Several financial regulators are developing or preparing to implement strict legislation to regulate the sector.
Singapore Crypto Struggles
The Monetary Authority of Singapore (MAS) has had a very welcoming approach to cryptocurrency, attracting businesses from China, India and beyond.
It is expected that after the collapse of 3AC, MAS will come up with strict regulations to monitor the crypto market, becoming less dovish.
According to data from KPMG, investments in the crypto sector grew tenfold in 2022 – to $1.48 billion.
“After recent events, it seems likely that the MAS will become stricter on crypto and digital assets,” said Hoi Tak Leung, senior technology sector counsel at Ashurst. Reuters.
The ripple effect of 3AC’s bankruptcy and subsequent market turmoil was swift and severe. Valud, a Singapore-based crypto lending and trading platform suspended withdrawals last week.

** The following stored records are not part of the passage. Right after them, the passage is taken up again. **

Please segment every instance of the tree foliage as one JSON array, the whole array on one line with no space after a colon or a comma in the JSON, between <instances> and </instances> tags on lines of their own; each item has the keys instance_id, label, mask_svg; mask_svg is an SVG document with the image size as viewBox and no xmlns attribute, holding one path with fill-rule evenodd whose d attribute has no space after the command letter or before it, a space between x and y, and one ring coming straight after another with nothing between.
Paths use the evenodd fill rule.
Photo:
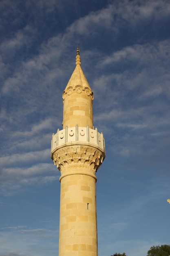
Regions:
<instances>
[{"instance_id":1,"label":"tree foliage","mask_svg":"<svg viewBox=\"0 0 170 256\"><path fill-rule=\"evenodd\" d=\"M123 252L122 254L120 253L117 253L116 252L113 255L111 255L111 256L127 256L125 252Z\"/></svg>"},{"instance_id":2,"label":"tree foliage","mask_svg":"<svg viewBox=\"0 0 170 256\"><path fill-rule=\"evenodd\" d=\"M170 255L170 245L164 245L152 246L148 252L147 256L169 256Z\"/></svg>"}]
</instances>

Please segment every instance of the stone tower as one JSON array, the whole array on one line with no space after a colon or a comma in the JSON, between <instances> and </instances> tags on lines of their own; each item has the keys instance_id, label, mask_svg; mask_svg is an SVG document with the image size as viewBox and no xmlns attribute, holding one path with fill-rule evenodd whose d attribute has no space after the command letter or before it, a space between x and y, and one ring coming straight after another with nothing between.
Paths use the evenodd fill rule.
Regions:
<instances>
[{"instance_id":1,"label":"stone tower","mask_svg":"<svg viewBox=\"0 0 170 256\"><path fill-rule=\"evenodd\" d=\"M53 134L51 157L61 172L59 256L97 256L95 172L105 157L93 125L93 94L80 67L63 92L63 130Z\"/></svg>"}]
</instances>

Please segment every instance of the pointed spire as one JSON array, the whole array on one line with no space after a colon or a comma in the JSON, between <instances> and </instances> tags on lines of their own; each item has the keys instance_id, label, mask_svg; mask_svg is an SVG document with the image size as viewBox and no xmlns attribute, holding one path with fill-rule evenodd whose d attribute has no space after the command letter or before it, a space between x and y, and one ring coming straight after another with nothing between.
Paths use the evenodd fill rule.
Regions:
<instances>
[{"instance_id":1,"label":"pointed spire","mask_svg":"<svg viewBox=\"0 0 170 256\"><path fill-rule=\"evenodd\" d=\"M75 57L75 65L81 65L80 56L79 56L79 45L78 45L77 49L77 56Z\"/></svg>"}]
</instances>

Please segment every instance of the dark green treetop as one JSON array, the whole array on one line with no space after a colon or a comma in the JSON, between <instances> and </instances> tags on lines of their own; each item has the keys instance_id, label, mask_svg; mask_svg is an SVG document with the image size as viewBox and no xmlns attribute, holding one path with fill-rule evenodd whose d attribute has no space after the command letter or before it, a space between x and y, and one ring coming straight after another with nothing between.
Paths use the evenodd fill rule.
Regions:
<instances>
[{"instance_id":1,"label":"dark green treetop","mask_svg":"<svg viewBox=\"0 0 170 256\"><path fill-rule=\"evenodd\" d=\"M170 255L170 245L164 245L152 246L148 252L147 256L169 256Z\"/></svg>"}]
</instances>

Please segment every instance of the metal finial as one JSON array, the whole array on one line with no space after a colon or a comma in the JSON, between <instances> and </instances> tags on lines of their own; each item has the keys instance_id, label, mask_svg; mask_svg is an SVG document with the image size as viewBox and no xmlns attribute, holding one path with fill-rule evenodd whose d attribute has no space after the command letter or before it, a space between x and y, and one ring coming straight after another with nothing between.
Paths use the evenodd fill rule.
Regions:
<instances>
[{"instance_id":1,"label":"metal finial","mask_svg":"<svg viewBox=\"0 0 170 256\"><path fill-rule=\"evenodd\" d=\"M78 45L77 49L77 55L75 57L75 65L81 65L80 56L79 56L79 44Z\"/></svg>"},{"instance_id":2,"label":"metal finial","mask_svg":"<svg viewBox=\"0 0 170 256\"><path fill-rule=\"evenodd\" d=\"M79 55L79 44L78 45L77 49L77 55Z\"/></svg>"}]
</instances>

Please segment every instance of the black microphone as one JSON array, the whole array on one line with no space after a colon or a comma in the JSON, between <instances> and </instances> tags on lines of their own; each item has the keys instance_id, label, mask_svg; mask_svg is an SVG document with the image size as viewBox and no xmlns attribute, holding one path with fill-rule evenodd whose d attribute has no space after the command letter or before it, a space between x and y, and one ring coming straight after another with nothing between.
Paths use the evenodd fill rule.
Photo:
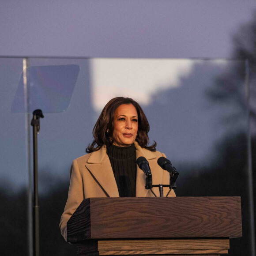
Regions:
<instances>
[{"instance_id":1,"label":"black microphone","mask_svg":"<svg viewBox=\"0 0 256 256\"><path fill-rule=\"evenodd\" d=\"M144 173L147 176L151 176L151 170L149 167L148 162L147 159L143 156L140 156L137 159L137 164Z\"/></svg>"},{"instance_id":2,"label":"black microphone","mask_svg":"<svg viewBox=\"0 0 256 256\"><path fill-rule=\"evenodd\" d=\"M173 167L172 165L172 163L170 160L167 158L162 156L159 157L157 160L157 163L160 166L160 167L164 170L167 171L172 175L176 177L176 180L179 176L179 173L177 172L175 167Z\"/></svg>"}]
</instances>

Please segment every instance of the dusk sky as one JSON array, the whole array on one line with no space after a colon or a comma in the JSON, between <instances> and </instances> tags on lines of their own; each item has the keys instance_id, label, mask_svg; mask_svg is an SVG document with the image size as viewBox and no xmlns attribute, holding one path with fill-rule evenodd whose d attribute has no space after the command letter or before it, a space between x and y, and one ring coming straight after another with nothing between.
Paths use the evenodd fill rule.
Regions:
<instances>
[{"instance_id":1,"label":"dusk sky","mask_svg":"<svg viewBox=\"0 0 256 256\"><path fill-rule=\"evenodd\" d=\"M53 168L55 174L66 179L68 179L72 160L84 154L91 140L97 118L94 111L98 112L115 94L125 94L125 85L128 83L134 83L135 89L129 86L127 94L133 90L135 98L137 96L138 101L146 105L149 95L163 88L177 87L180 78L189 74L192 68L189 61L182 62L182 60L169 67L167 63L173 60L165 60L156 65L152 64L157 62L154 58L232 58L232 36L241 25L252 19L256 2L11 0L1 1L0 5L0 56L101 58L91 59L88 62L86 60L30 60L31 66L77 62L81 67L68 111L46 114L41 121L40 168ZM126 58L126 62L120 59L117 64L114 63L121 58ZM132 64L132 60L127 59L130 58L150 58L151 64L149 60L147 66L145 60L141 59ZM22 60L2 58L0 61L1 166L4 177L16 177L15 183L24 183L27 179L24 117L13 116L10 112L22 73ZM140 78L136 66L139 61L143 64L138 67L144 68L139 71L144 76L141 80L144 84L141 86L136 79ZM102 65L104 62L105 66ZM129 63L132 63L130 66ZM125 70L121 71L122 65L132 74L130 81L124 75L120 75L126 73ZM153 76L152 70L155 71L157 66L160 71L155 72L154 78L151 77L149 74ZM108 70L112 72L108 73ZM120 79L122 77L124 83ZM150 83L147 82L149 79ZM109 87L109 83L114 83L116 85ZM117 86L118 83L120 86ZM187 96L188 98L189 95ZM182 135L176 138L180 137ZM211 145L211 141L206 144ZM189 144L189 141L187 143ZM188 159L188 148L183 150L182 145L186 148L186 143L180 143L179 152ZM161 143L158 149L161 151ZM165 153L173 156L173 153ZM195 155L200 155L198 151L194 153ZM180 160L182 155L176 159ZM191 155L191 159L194 157ZM13 161L17 158L19 160Z\"/></svg>"}]
</instances>

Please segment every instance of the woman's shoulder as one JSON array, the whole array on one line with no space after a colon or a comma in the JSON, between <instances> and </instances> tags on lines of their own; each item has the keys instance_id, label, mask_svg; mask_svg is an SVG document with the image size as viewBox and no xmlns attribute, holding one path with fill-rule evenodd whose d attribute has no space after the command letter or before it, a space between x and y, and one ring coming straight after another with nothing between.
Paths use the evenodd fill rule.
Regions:
<instances>
[{"instance_id":1,"label":"woman's shoulder","mask_svg":"<svg viewBox=\"0 0 256 256\"><path fill-rule=\"evenodd\" d=\"M76 161L79 163L85 164L100 162L105 155L106 155L106 149L105 146L103 146L99 150L80 156L74 161Z\"/></svg>"}]
</instances>

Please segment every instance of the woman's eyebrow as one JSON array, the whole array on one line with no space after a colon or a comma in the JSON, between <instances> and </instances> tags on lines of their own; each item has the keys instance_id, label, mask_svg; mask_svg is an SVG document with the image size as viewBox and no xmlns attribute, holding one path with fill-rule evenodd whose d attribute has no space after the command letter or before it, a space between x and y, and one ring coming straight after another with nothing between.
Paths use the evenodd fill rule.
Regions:
<instances>
[{"instance_id":1,"label":"woman's eyebrow","mask_svg":"<svg viewBox=\"0 0 256 256\"><path fill-rule=\"evenodd\" d=\"M125 115L120 115L120 116L118 116L117 117L121 117L121 116L126 117L126 116ZM137 118L138 118L138 117L137 116L133 116L133 117L132 117L132 117L137 117Z\"/></svg>"}]
</instances>

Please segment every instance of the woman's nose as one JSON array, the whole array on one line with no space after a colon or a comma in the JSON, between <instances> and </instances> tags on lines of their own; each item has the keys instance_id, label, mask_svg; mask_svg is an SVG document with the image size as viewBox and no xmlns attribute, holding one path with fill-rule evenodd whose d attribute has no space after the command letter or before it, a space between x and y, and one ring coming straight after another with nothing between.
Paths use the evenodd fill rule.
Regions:
<instances>
[{"instance_id":1,"label":"woman's nose","mask_svg":"<svg viewBox=\"0 0 256 256\"><path fill-rule=\"evenodd\" d=\"M127 129L132 128L132 124L130 120L128 120L126 122L126 128Z\"/></svg>"}]
</instances>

According to local media, Mirana, a fund management company, is suing 3AC over a loan deal. US-based crypto lender Voyager also filed for bankruptcy last week, over a $650 million default by 3AC.
Crypto regulations are still Dice
Asian regulators have been very strict in regulating cryptocurrencies. Singapore had been very liberal with him and promoted the crypto market, but after the bankruptcy of 3AC, they are expected to change their stance. Many countries have imposed heavy taxes on crypto and the recent stock market crash might just be another nail in the coffin.
India has imposed a 30% tax on cryptocurrencies, causing panic among Indian crypto investors. After imposing 1% TDS on crypto transactions from July 1, the crypto market is down in India and Indian crypto finance companies have also faced its backlash. If Singapore follows the same, chances are that other countries will follow and pass similar laws.
South Korea has formed a special committee as a crypto market watchdog after the Terra LUNA crash. The committee is responsible for policy development and oversight. If this trend continues, countries will need to regulate crypto with changing market patterns in mind.